Galeazzo was very different from his brothers. He had much kindliness of disposition. One of his greatest pleasures was his intercourse with men of letters. He almost worshipped Petrarch, and it was his influence that induced the poet to settle at Milan. Unlike as they were in dispositions, the brothers, nevertheless, felt how important it was that they should be united, in order to protect themselves against the league which threatened them; and, at first, they lived in the greatest harmony. Barnabo, the most warlike, was charged with whatever concerned the military. Business of every other kind devolved on Galeazzo. Matteo, as the eldest, presided over all; but, conscious of his incapacity, he took little share in the deliberations of his brothers. Nothing important was done without consulting Petrarch; and this flattering confidence rendered Milan as agreeable to him as any residence could be, consistently with his love of change.
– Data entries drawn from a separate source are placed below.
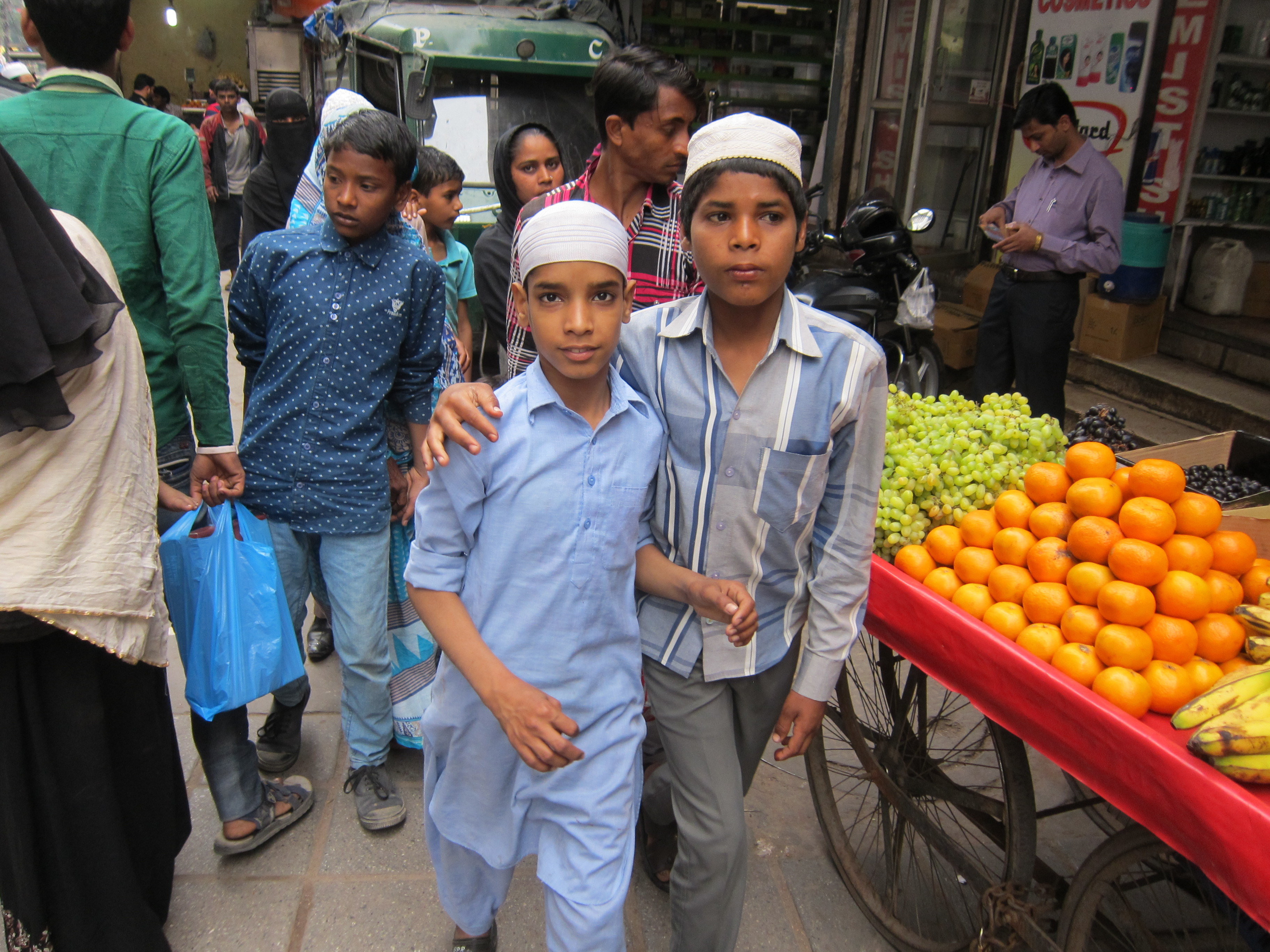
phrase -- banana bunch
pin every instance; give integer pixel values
(1256, 622)
(1234, 720)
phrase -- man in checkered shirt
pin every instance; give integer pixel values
(644, 104)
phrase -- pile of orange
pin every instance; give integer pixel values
(1118, 577)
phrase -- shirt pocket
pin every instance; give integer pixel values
(790, 487)
(625, 507)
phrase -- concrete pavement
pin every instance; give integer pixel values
(326, 885)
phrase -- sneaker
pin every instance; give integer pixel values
(379, 805)
(277, 746)
(322, 640)
(486, 944)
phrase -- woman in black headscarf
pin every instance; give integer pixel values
(93, 807)
(526, 166)
(290, 137)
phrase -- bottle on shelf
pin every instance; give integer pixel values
(1115, 55)
(1066, 56)
(1100, 47)
(1135, 51)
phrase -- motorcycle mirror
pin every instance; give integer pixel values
(921, 220)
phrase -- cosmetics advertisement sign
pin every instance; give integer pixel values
(1099, 51)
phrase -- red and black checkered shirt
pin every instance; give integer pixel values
(660, 267)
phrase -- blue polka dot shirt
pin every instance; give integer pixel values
(327, 333)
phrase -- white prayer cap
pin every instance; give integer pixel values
(573, 231)
(745, 136)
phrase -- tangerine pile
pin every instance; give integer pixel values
(1118, 577)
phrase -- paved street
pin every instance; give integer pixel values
(326, 885)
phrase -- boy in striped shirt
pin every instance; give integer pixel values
(776, 421)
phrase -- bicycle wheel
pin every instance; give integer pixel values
(1105, 817)
(924, 801)
(1135, 894)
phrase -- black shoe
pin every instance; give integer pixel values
(322, 640)
(379, 805)
(277, 744)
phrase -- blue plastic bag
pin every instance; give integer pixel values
(229, 610)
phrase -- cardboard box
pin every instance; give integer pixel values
(957, 334)
(1244, 454)
(1255, 522)
(1118, 331)
(1256, 296)
(1088, 287)
(978, 286)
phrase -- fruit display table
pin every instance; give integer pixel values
(1141, 767)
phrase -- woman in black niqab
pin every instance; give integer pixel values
(55, 308)
(93, 807)
(289, 140)
(541, 172)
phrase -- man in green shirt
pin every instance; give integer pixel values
(135, 178)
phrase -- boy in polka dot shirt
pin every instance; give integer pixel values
(331, 322)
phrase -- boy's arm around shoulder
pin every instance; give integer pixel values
(248, 306)
(844, 533)
(420, 357)
(447, 516)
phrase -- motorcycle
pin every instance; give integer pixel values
(877, 266)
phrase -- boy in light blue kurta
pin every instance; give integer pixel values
(524, 566)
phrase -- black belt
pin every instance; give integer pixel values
(1017, 275)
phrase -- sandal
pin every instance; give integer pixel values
(296, 791)
(660, 846)
(484, 944)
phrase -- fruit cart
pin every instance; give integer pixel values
(925, 795)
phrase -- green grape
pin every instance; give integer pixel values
(948, 456)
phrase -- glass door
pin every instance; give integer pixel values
(956, 120)
(933, 112)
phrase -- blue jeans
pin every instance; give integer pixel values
(229, 756)
(356, 572)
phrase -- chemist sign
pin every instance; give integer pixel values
(1100, 53)
(1180, 87)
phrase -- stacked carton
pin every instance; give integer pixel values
(957, 327)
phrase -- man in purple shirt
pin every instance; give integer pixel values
(1061, 221)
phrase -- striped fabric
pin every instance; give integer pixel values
(776, 488)
(660, 267)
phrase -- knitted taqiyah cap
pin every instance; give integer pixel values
(745, 136)
(573, 231)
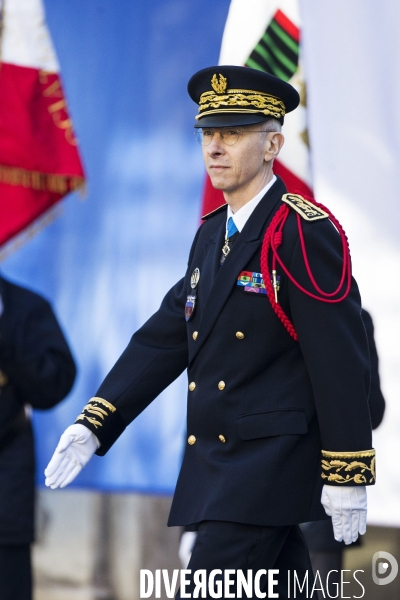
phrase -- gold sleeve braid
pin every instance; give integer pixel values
(96, 411)
(348, 468)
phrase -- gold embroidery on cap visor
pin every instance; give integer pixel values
(349, 468)
(238, 100)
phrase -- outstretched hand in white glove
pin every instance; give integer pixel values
(348, 508)
(74, 450)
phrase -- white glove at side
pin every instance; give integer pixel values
(348, 508)
(74, 450)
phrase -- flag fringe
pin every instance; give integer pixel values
(35, 180)
(30, 231)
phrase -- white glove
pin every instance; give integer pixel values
(74, 450)
(348, 508)
(186, 546)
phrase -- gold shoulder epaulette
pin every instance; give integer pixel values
(214, 212)
(305, 208)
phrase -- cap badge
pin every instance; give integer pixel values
(219, 85)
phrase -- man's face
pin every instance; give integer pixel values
(235, 168)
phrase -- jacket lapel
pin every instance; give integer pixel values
(224, 279)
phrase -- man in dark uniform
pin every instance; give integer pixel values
(274, 378)
(37, 370)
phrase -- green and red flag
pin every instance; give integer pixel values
(265, 35)
(39, 158)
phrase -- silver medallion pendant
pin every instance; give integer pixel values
(191, 299)
(195, 278)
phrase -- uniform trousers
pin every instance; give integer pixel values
(15, 572)
(226, 545)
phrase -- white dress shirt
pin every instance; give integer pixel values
(240, 216)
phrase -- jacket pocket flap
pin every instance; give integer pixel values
(274, 422)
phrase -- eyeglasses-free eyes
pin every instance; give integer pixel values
(229, 136)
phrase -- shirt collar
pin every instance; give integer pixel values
(240, 216)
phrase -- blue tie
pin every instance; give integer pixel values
(232, 229)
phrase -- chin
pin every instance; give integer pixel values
(217, 183)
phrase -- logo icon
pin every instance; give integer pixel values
(384, 568)
(219, 85)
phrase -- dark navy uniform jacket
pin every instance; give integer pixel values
(261, 406)
(36, 368)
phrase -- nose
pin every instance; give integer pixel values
(216, 146)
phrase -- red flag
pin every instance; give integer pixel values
(265, 35)
(39, 158)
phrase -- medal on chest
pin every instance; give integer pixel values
(191, 299)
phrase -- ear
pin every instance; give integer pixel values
(275, 141)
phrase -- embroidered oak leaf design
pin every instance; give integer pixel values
(336, 477)
(356, 465)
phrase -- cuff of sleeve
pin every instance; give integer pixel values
(103, 419)
(348, 468)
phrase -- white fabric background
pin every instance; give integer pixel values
(352, 66)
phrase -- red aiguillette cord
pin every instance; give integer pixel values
(273, 239)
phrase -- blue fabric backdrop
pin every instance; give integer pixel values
(107, 262)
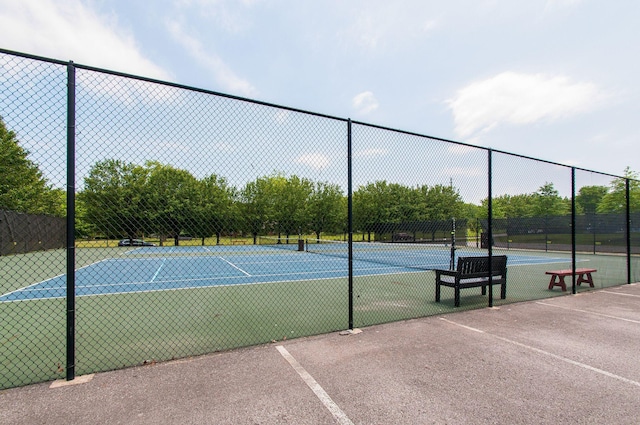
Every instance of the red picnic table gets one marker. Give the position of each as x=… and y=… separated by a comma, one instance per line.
x=557, y=277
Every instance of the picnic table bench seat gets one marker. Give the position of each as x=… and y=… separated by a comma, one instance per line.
x=473, y=272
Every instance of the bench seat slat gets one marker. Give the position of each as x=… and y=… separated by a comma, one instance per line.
x=473, y=272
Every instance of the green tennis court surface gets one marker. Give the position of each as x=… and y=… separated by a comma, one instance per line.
x=148, y=269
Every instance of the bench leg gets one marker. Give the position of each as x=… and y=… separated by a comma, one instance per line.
x=559, y=283
x=588, y=279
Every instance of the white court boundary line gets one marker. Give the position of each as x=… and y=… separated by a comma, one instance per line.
x=233, y=265
x=335, y=410
x=546, y=353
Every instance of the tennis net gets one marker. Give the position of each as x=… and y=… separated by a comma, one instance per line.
x=289, y=244
x=422, y=256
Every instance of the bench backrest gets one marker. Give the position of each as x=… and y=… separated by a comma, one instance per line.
x=479, y=266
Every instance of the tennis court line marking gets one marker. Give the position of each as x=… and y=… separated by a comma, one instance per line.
x=164, y=260
x=233, y=265
x=590, y=312
x=335, y=410
x=547, y=353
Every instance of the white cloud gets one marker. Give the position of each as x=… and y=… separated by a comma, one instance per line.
x=517, y=99
x=384, y=24
x=456, y=149
x=371, y=153
x=222, y=73
x=464, y=171
x=70, y=30
x=317, y=161
x=365, y=103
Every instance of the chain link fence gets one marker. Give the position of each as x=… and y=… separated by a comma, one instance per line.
x=199, y=222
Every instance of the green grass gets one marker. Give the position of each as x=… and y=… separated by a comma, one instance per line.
x=114, y=331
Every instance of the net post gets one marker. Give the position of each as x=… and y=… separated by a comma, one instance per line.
x=71, y=254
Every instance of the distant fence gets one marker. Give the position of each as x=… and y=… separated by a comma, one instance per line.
x=207, y=199
x=21, y=233
x=595, y=233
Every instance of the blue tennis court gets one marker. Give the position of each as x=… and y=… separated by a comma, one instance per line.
x=149, y=269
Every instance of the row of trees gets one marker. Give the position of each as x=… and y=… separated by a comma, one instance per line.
x=121, y=199
x=124, y=199
x=23, y=188
x=589, y=200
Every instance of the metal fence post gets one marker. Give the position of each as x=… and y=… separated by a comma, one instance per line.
x=490, y=226
x=350, y=220
x=573, y=229
x=628, y=230
x=71, y=191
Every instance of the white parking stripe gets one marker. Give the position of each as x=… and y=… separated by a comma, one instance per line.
x=546, y=353
x=337, y=413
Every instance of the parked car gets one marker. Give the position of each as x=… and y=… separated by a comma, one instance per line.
x=134, y=242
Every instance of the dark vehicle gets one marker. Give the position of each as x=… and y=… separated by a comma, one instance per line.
x=134, y=242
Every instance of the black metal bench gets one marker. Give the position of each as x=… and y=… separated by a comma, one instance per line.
x=473, y=272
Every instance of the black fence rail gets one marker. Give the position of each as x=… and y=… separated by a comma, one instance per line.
x=196, y=221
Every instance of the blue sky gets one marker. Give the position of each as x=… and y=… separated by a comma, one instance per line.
x=552, y=79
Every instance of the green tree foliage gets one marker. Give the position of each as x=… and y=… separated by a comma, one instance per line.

The deaths of the Doge of Venice and of the Lord of Milan were soon followed by another, which, if it had happened some years earlier, would have strongly affected Petrarch. This was the tragic end of Rienzo. Our poet’s opinion of this extraordinary man had been changed by his later conduct, and he now took but a comparatively feeble interest in him. Under the pontificate of Clement VI., the ex-Tribune, after his fall, had been consigned to a prison at Avignon. Innocent, the succeeding Pope, thought differently of him from his predecessor, and sent the Cardinal Albornoz into Italy, with an order to establish him at Rome, and to confide the government of the city to him under the title of senator. The Cardinal obeyed the injunction; but after a brief and inglorious struggle with the faction of the Colonnas, Rienzo perished in a popular sedition on the 8th of October, 1354.
War was now raging between the States of the Venetian League and Milan, united with Genoa, when a new actor was brought upon the scene. The Emperor, who had been solicited by one half of Italy to enter the kingdom, but who hesitated from dread of the Lord of Milan, was evidently induced by the intelligence of John Visconti’s death to accept this invitation. In October, 1354, his Imperial Majesty entered Italy, with no show of martial preparation, being attended by only three hundred horsemen. On the 10th of November he arrived at Mantua, where he was received as sovereign. There he stopped for some time, before he pursued his route to Rome.
The moment Petrarch heard of his arrival, he wrote to his Imperial Majesty in transports of joy. “You are no longer,” he said, “king of Bohemia. I behold in you the king of the world, the Roman emperor, the true Caesar.” The Emperor received this letter at Mantua, and in a few days sent Sacromore de Pomieres, one of his squires, to invite Petrarch to come and meet him, expressing the utmost eagerness to see him. Petrarch could not resist so flattering an invitation; he was not to be deterred even by the unprecedented severity of the frost, and departed from Milan on the 9th of December; but, with all the speed that he could make, was not able to reach Mantua till the 12th.